Global spatial data (GIS, remote sensing) at 1 square km or 1 ha resolution is provided by the tool globally. Users can also provide their own datasets. Users can run at local scale (100×100 km tile), for major basins or countries. For those requiring a simpler tool Co$tingNatureMap provides provides access to baseline and scenario runs of Co$tingNature globally and regionally and allows – at the click of a button – comparison between sites where conservation or development investments are planned

Output

Guidance; Maps; GIS databases; Quantitative data on ecosystem services; Tables / statistics / reports; Economic assessment; Environmental asset portfolio; Ecosystem service impact score / Development impact score

Resource Requirements

The internet (it works best in Chrome or Mozilla Firefox).

How does it work?

Co$ting Nature incorporates detailed global datasets, spatial models for biophysical and socioeconomic processes and scenarios for climate and land-use. It calculates a baseline for current ecosystem service provision (2015). It also allows interventions (policy options) or scenarios of change to be applied to understand their impact on ecosystem service delivery. By combining more than 140 input maps, the tool calculates the spatial distribution of 18 ecosystem services and combines these with maps of conservation priority, threatened biodiversity and endemism to understand the spatial distribution of critical ecosystems and to determine conservation priorities. Outputs are a series of summary maps expressed in relative terms (0 – 1) which combine the outputs from the different modules (ecosystem service bundles).

Detailed Information

Key data sources:
  • Co$ting Nature Website

  • Co$ting Nature User Guide

Terrestrial, freshwater or marine focus?
  • Terrestrial
  • Freshwater
  • Marine Focus
User Time Requirements:

4 working days.

Developer Organisation

Kings College London (models), AmbioTEK (software) and United Nations Environment Programme – World Conservation Monitoring Centre (UNEP-WCMC) (applications).

Other Information
  • Available in English and Spanish

  • Co$ting Nature can be used to compare overall service generation with biodiversity and conservation priorities and can be rapidly applied in terrestrial environments globally (Bagstad et al., 2013).

  • It can act as a low-cost, spatially-explicit screening tool to identify potential ecosystem service hotspots (Bagstad et al., 2013).

  • Version 1 is also available for use (faster but less sophisticated – does not include land-use or climate scenarios).

  • Farpón (no date) conducted a comparative study of Co$ting Nature and InVEST models in the Manu National Park (Madre de Dios, Peru). The aim was to determine what benefits protected areas provide in terms of biodiversity, carbon and water quality in two conservation corridors. Baseline scenarios for deforestation, land management change and land-use change revealed different results for each area (results not reported).
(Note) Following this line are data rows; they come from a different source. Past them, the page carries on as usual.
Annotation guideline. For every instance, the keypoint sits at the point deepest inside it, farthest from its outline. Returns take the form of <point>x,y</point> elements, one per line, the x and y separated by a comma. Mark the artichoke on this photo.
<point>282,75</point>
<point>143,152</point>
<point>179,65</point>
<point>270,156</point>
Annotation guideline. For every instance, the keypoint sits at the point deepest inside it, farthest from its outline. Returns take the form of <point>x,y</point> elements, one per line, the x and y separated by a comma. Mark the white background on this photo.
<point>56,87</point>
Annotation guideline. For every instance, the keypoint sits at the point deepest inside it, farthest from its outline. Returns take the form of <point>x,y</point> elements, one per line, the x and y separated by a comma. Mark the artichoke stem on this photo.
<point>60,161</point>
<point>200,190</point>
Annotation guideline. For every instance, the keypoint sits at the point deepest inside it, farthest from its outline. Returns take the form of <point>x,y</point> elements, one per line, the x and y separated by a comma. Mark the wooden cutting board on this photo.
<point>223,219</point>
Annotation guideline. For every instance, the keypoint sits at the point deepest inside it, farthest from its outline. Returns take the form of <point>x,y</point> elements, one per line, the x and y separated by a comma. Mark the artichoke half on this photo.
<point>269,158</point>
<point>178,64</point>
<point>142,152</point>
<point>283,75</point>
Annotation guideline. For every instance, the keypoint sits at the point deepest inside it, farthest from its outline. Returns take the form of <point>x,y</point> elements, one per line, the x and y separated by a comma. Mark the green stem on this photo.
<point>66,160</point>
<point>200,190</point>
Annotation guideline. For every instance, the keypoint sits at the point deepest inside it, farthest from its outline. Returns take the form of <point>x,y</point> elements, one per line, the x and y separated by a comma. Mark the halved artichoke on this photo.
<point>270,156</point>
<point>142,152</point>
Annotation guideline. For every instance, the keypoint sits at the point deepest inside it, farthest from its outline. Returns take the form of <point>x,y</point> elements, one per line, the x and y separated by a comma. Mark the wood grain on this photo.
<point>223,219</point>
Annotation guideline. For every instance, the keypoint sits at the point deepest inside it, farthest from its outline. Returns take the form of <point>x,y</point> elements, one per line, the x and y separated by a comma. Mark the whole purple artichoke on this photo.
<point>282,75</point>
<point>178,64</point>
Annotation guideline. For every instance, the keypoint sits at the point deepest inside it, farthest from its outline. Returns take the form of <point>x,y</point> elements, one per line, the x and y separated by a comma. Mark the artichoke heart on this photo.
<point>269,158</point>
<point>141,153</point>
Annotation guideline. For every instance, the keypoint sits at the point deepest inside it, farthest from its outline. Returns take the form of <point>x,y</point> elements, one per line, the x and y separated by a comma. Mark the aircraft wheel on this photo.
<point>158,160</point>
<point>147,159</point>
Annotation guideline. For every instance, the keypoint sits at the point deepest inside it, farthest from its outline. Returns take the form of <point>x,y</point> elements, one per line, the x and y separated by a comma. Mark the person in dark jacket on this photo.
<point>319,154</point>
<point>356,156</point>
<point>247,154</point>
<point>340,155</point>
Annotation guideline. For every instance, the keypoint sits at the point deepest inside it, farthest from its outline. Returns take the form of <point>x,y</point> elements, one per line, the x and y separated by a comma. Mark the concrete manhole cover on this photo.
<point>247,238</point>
Methodologically, Farpón identified that the level of difficulty, time and data requirements for both tools depends on the models that are used.  Both tools produce outputs that can be analysed in GIS format.

  • ARIES Explorer (k.Explorer) [86] will provide an easy to use interface. A user will click an area and search their storyline or question in the knowledge dictionary e.g. ‘Carbon’. Using a drag and drop approach, the platform will run the model (according to global models or user-specific models uploaded) and provide an output for the study area.